Why was the Itanium processor difficult to write a compiler for

compilerhistory

It's commonly stated that Intel's Itanium 64-bit processor architecture failed because the revolutionary EPIC instruction set was very difficult to write a good compiler for, which meant a lack of good developer tools for IA64, which meant a lack of developers creating programs for the architecture, and so no one wanted to use hardware without much software for it, and so the platform failed, and all for the want of a horseshoe nail good compilers.

But why was the compiler stuff such a difficult technical problem? It seems to me that if the explicit parallelism in EPIC was difficult for compiler vendors to implement… why put that burden on them in the first place? It's not like a good, well-understood solution to this problem didn't already exist: put that burden on Intel instead and give the compiler-writers a simpler target.

Itanium came out in 1997. By this point, the UCSD P-Code bytecode system was nearly 20 years old, the Z-machine just slightly younger, and the JVM was the hot new rising star in the world of programming languages. Is there any reason why Intel didn't specify a "simple Itanium bytecode" language, and provide a tool that converts this bytecode into optimized EPIC code, leveraging their expertise as the folks who designed the system in the first place?

Best Answer

The Wikipedia article on EPIC has already outlined the many perils common to VLIW and EPIC.

If anyone does not catch the sense of fatalism from that article, let me highlight this:

Load responses from a memory hierarchy which includes CPU caches and DRAM do not have a deterministic delay.

In other words, any hardware design that fails to cope with (*) the non-deterministic latency from memory access will just become a spectacular failure.

(*) By "cope with", it is necessary to achieve reasonably good execution performance (in other words, "cost-competitive"), which necessitates not letting the CPU fall idle for tens to hundreds of cycles ever so often.

Note that the coping strategy employed by EPIC (mentioned in the Wikipedia article linked above) does not actually solve the issue. It merely says that the burden of indicating data dependency now falls on the compiler. That's fine; the compiler already has that information, so it is straightforward for the compiler to comply. The problem is that the CPU is still going to idle for tens to hundreds of cycles over a memory access. In other words, it externalizes a secondary responsibility, while still failing to cope with the primary responsibility.

The question can be rephrased as: "Given a hardware platform that is destined to be a failure, why (1) didn't (2) couldn't the compiler writers make a heroic effort to redeem it?"

I hope my rephrasing will make the answer to that question obvious.


There is a second aspect of the failure which is also fatal.

The coping strategies (mentioned in the same article) assumes that software-based prefetching can be used to recover at least part of the performance loss due to non-deterministic latency from memory access.

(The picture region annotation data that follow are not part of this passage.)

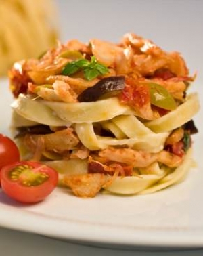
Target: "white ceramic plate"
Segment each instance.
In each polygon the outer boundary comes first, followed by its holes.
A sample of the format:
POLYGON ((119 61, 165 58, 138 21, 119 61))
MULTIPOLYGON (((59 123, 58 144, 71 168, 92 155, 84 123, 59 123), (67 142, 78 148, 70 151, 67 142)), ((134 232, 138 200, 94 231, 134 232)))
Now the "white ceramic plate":
MULTIPOLYGON (((0 133, 9 134, 12 98, 6 79, 0 82, 0 133)), ((201 115, 195 119, 200 129, 201 115)), ((34 205, 14 202, 0 192, 0 225, 105 246, 203 247, 202 141, 200 131, 194 143, 198 167, 179 185, 147 196, 99 194, 93 199, 58 188, 34 205)))

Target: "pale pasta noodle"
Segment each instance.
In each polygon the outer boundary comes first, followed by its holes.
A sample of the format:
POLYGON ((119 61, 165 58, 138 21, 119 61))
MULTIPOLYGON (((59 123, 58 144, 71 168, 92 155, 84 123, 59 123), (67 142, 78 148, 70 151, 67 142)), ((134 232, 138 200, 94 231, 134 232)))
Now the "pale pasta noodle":
POLYGON ((42 139, 39 160, 77 196, 93 197, 102 189, 152 193, 183 180, 191 168, 191 135, 197 132, 191 119, 200 108, 198 94, 187 91, 194 78, 179 54, 156 45, 159 64, 152 72, 150 54, 140 54, 148 42, 134 34, 119 46, 70 41, 47 51, 36 66, 26 61, 26 92, 24 84, 15 91, 11 77, 16 97, 12 126, 24 156, 35 155, 42 139))

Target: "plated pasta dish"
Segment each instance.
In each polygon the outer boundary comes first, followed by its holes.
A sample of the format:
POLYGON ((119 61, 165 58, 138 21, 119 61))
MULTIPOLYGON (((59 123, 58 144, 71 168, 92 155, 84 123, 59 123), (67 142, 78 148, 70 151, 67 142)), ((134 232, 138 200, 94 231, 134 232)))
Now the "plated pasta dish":
POLYGON ((22 159, 57 170, 76 196, 152 193, 192 167, 200 104, 177 52, 133 33, 74 39, 16 62, 9 77, 22 159))

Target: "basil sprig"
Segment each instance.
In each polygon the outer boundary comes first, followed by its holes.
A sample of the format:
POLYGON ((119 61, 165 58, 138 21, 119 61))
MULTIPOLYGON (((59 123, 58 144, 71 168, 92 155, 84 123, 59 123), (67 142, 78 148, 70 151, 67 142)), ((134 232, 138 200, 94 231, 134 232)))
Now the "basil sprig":
POLYGON ((95 56, 93 56, 91 57, 90 61, 86 59, 81 59, 68 63, 62 70, 62 74, 71 76, 81 70, 84 72, 85 78, 89 81, 108 72, 108 68, 99 63, 95 56))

In reality, prefetching is only profitable if you are performing streaming operations (reading memory in a sequential, or highly predictable manner).

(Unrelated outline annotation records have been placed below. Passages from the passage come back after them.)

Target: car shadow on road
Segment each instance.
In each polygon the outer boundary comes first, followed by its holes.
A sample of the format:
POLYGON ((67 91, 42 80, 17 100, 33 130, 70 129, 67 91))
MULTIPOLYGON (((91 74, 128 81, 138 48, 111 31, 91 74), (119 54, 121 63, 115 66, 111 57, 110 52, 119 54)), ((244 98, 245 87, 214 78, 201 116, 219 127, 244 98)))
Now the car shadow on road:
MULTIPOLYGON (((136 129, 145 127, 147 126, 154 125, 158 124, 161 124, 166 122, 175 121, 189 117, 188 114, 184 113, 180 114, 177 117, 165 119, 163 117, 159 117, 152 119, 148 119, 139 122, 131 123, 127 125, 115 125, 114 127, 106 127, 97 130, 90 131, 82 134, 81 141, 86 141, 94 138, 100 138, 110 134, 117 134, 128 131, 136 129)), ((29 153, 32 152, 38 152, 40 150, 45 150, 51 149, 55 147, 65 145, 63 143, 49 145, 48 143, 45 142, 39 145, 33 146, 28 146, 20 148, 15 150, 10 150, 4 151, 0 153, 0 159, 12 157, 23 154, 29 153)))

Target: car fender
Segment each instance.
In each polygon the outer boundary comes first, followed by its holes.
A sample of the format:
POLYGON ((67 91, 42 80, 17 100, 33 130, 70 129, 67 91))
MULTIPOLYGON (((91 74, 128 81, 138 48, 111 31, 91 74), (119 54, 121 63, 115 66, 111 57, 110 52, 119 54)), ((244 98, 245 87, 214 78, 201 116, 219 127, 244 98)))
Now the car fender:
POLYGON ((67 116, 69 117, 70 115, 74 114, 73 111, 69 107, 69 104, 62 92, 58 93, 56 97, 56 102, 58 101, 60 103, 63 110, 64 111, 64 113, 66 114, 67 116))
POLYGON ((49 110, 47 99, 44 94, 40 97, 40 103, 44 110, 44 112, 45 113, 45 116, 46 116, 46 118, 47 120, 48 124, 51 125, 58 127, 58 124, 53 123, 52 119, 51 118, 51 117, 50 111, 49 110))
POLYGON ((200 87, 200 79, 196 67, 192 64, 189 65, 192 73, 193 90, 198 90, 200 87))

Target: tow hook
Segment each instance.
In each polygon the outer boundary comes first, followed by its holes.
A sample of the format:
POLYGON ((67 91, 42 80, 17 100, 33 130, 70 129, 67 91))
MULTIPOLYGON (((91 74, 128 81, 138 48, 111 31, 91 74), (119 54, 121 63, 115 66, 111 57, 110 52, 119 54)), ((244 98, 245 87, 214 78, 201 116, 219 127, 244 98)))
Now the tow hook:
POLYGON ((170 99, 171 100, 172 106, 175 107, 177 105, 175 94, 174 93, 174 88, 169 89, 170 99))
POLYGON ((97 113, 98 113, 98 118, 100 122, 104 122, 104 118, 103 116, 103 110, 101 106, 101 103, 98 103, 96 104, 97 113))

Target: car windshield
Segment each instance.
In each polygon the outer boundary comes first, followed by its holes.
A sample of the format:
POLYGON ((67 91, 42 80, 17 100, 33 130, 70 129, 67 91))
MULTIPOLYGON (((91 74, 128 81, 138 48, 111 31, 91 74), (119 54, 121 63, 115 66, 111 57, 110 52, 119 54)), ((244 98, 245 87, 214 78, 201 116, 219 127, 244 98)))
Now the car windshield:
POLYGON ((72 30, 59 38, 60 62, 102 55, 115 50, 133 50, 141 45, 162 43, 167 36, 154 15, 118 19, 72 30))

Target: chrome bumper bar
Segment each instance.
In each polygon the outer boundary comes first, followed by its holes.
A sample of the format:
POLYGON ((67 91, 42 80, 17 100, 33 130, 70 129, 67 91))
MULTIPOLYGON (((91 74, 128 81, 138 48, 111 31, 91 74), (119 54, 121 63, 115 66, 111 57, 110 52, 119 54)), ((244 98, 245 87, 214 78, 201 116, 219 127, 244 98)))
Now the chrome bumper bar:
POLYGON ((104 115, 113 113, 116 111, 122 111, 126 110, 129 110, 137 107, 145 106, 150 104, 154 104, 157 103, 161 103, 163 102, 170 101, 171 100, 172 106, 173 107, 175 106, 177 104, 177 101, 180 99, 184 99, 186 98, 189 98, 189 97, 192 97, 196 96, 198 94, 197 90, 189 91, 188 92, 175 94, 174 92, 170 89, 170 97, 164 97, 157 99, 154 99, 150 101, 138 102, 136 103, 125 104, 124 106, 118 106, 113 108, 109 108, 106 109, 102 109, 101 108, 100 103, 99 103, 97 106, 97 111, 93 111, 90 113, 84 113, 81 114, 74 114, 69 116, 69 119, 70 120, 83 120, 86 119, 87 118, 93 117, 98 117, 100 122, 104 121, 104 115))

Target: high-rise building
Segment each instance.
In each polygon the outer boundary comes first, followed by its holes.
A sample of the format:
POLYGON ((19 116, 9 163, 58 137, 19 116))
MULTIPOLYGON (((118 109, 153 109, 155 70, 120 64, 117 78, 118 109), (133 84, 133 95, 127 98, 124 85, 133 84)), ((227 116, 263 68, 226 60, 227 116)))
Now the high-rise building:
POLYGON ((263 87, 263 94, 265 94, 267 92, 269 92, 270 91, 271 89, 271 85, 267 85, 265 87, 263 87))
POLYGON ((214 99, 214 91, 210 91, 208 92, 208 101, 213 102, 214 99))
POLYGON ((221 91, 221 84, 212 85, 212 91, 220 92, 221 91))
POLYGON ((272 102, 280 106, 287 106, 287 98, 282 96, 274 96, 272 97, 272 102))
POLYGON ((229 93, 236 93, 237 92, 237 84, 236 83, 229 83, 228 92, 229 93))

(That said, if your code makes frequent access to some localized memory areas, caching will help.)

However, most general-purpose software must make plenty of random memory accesses. If we consider the following steps:

  • Calculate the address, and then
  • Read the value, and then
  • Use it in some calculations

For most general-purpose software, these three must be executed in quick succession. In other words, it is not always possible (within the confines of software logic) to calculate the address up front, or to find enough work to do to fill up the stalls between these three steps.

To help explain why it is not always possible to find enough work to fill up the stalls, here is how one could visualize it.

  • Let's say, to effectively hide the stalls, we need to fill up 100 instructions which do not depend on memory (so will not suffer from additional latency).
  • Now, as a programmer, please load up any software of your choice into a disassembler. Choose a random function for analysis.
  • Can you identify anywhere a sequence of 100 instructions (*) which are exclusively free of memory accesses?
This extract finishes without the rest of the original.